La victoria 5-4 del Paris Saint-Germain ante el Bayern Múnich el martes se sintió más como un partido de la NBA que como un encuentro tradicional de fútbol y estableció nuevos récords de goles para el torneo de clubes.
El vibrante 5-4 entre PSG y Bayern apunta a una nueva era de fútbol con abundante gol
Posiblemente fue el partido más trepidante en la historia de la Liga de Campeones y quizá cambie algunas percepciones arraigadas sobre el fútbol.
Y puede que no sea un hecho aislado.
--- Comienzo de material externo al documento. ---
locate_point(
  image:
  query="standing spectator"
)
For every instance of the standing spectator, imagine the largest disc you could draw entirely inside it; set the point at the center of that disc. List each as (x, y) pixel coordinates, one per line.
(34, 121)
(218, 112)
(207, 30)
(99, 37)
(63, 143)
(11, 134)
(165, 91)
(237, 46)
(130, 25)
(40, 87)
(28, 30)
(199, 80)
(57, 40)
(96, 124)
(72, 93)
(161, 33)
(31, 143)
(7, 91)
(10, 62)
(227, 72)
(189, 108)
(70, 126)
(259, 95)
El vibrante partido de ida de las semifinales en París apunta a una tendencia creciente, a medida que algunos entrenadores adoptan una estrategia de alto riesgo y alta recompensa que deja a los aficionados sin aliento.
El entrenador del PSG Luis Enrique,lo resumió a la perfección al decirle a la cadena francesa Canal+ que “merecíamos ganar, pero también merecíamos empatar, e incluso habríamos merecido perder, porque este partido fue así de increíble”.
A pesar de ser el deporte más popular del mundo, el fútbol ha sido criticado, en Estados Unidos en particular, por la baja cantidad de goles en los partidos, lo que puede derivar en victorias por un solo tanto o incluso empates sin goles a lo largo de 90 minutos de juego.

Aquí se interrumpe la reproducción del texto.